- Developers: Circuits and Systems
- Publisher: Coleco Industries
- Platforms: ColecoVision, Coleco Adam
- Release: 1983
- Genre: Simulation
- Mode: Single-player

= Fortune Builder =

1984 video game

Fortune Builder is a 1984 simulation video game developed by Circuits and Systems and published by Coleco Industries for the ColecoVision. One of the only simulation titles available for the ColecoVision at the time, the game is an economic simulation in which the player builds a property empire through acquiring, developing and selling real estate. Publications have identified Fortune Builder as an early iteration of a simulation video game similar to the later Maxis title SimCity.

==Gameplay==

The gameplay design of Fortune Builder has been identified as a precursor to SimCity.
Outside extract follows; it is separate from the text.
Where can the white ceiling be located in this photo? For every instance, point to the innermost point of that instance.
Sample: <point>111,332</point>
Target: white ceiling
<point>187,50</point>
Fortune Builder is a simulation of a real estate business. Players acquire land to develop into valuable properties by constructing buildings, including accommodation, restaurants, and resorts, represented by icons on a two-dimensional map. The value of constructed properties is modified by the terrain buildings are constructed on, with effects differing across beachfront, lakefront, grass and snow-capped land. The player also builds utilities to service their properties, such as power stations to fuel industries, and roads and gas stations to maintain traffic. Players must consider several factors that modify business success, including proximity to undesirable buildings, the preferences of consumers, and seasonal patterns. The game features a yearly calendar, with information about financial performance displayed at the end of the year. The game's single-player mode lasts five calendar years. The game also features a split-screen two-player mode, which lasts until one player wins.

==Reception==

Electronic Games praised the game as a "quality" title, noting its graphics were "colourful, well-drawn and easy to understand", with "pretty" music, although found the one-player mode to be "little more than a basic economics lesson". Computer Entertainer nominated the game as the 1984 'Program of the Year' for the ColecoVision. Retrospective reception of Fortune Builder has identified the game as an early precursor to the later Maxis simulation series Sim City. Retro Gamer listed the game as one of the "perfect" titles for the system, writing "predating SimCity by a good five years, Fortune Builder is an extremely polished sim", highlighting the game's "staggering range of items" and "insanely polished" two-player mode. Considering the game to have inspired SimCity, Digital Press described the title as "very advanced for its time", although noted that the game "isn't visually appealing and would probably impress only the diehard strategiests because of its lumbering pace".